A friend of Novick for four decades, Ecology and Evolutionary Biology Department chair Stephen Stearns said Novick’s impact on Yale and New Haven has been immeasurable. Novick incorporated his passion for fighting HIV/AIDS into both his personal and professional life, taking a number of individuals with HIV into his home, fighting for the rights of and sufficient health care for those with AIDS, as well as creating his “AIDS and Society” class, Stearns said.

“Al was one of the most courageous, graceful and thoughtful people I have ever met in my life,” Stearns said. “He saved lives and careers … and was one of the most interesting people at Yale. Al really stood out for moral courage.”

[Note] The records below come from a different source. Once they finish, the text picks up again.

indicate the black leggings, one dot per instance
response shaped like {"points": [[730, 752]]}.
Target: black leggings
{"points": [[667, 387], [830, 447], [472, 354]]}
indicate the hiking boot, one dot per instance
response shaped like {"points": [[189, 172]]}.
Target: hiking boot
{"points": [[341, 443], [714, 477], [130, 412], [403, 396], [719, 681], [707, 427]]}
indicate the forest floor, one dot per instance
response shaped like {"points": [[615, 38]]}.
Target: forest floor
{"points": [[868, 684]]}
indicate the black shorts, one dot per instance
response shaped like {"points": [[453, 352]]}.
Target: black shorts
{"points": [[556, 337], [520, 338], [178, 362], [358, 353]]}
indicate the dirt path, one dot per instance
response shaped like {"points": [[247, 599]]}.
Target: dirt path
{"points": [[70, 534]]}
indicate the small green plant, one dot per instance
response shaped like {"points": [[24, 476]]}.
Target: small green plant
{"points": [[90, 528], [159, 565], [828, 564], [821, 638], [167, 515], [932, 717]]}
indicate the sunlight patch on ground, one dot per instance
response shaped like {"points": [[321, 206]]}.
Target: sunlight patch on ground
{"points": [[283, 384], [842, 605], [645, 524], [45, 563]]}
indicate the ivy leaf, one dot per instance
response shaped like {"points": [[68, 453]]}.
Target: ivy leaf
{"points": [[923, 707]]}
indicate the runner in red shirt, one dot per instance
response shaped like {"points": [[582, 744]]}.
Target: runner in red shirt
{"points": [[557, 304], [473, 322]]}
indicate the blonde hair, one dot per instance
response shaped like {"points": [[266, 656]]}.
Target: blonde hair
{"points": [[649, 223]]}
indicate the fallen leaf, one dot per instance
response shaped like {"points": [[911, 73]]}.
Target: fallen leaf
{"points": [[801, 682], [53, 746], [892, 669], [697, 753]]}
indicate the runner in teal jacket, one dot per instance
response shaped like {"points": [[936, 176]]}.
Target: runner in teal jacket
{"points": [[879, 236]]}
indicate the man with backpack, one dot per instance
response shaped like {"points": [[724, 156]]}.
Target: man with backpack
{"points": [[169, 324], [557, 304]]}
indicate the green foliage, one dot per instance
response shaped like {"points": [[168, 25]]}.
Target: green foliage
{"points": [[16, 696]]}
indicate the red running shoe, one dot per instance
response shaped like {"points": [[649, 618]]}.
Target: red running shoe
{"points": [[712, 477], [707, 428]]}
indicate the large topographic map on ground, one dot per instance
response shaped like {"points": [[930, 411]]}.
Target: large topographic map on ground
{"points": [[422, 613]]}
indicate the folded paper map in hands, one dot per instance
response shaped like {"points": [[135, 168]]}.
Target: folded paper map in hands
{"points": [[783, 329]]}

Novick fought as a rifleman in World War II and was captured and held in a German prisoner-of-war camp. He attended Harvard for medical and graduate school and spent years researching bat sonar systems before coming to Yale in the 1950s. When the AIDS epidemic emerged in the early 1980s, Novick shifted his focus from laboratory research to social activism, studying the legal, ethical, public policy and community aspects of AIDS and HIV.

Part of his interest in the problem of AIDS came about when his best friend became ill with the disease. In a 1999 interview with the News, Novick described his initial fear of the disease when he met the friend in the hospital.

“I was scared out of my mind but I went in there and held him and then all the fear went away and I have never been scared again,” Novick said.

In addition to working on several New Haven programs, Novick spent years as director of the Law, Policy and Ethics Core of Yale’s Center for Interdisciplinary Research on AIDS.

CIRA Director Michael Merson said Novick was both a personal and professional inspiration when the center was founded in 1995.

“He was an enormous inspiration to me,” Merson said. “He was one of very few people with the courage to take on such a difficult issue at a time that Yale, New Haven and many other parts of America were not handling the epidemic well. What we’re doing at CIRA is a legacy to the courage he inspired. He never lost his passion for fighting for vulnerable people and is one of New Haven’s greatest heros.”

Another close friend of Novick, public health professor Edward Kaplan, designed the evaluation study of the needle exchange program Novick helped pioneer and said Novick was a pivotal influence in his life.

“He was a major figure, and his death is a huge loss to Yale and New Haven,” Kaplan said. “He was a wonderful and very wise man. It didn’t matter the issue — from something as serious as implementing a needle exchange … to something as lighthearted as judging a dog show, Al always had a fair eye for making ethical decisions.”

Kaplan said Novick educated New Haven residents about AIDS and HIV prevention and lobbied passionately for legislation in support of the needle exchange program.

Brett Rosenthal ’07, a student in last year’s “AIDS and Society” class, said Novick was a very candid and powerful lecturer who often discussed his personal experiences about coming out as a homosexual and dealing with the illnesses of close friends with AIDS.

“You could hear a pin drop in the room during his lecturers,” Rosenthal said. “He didn’t just teach material, because it was all always very personal to him. You could tell he really cared about what he was talking about.”

No information about a memorial service was available at press time.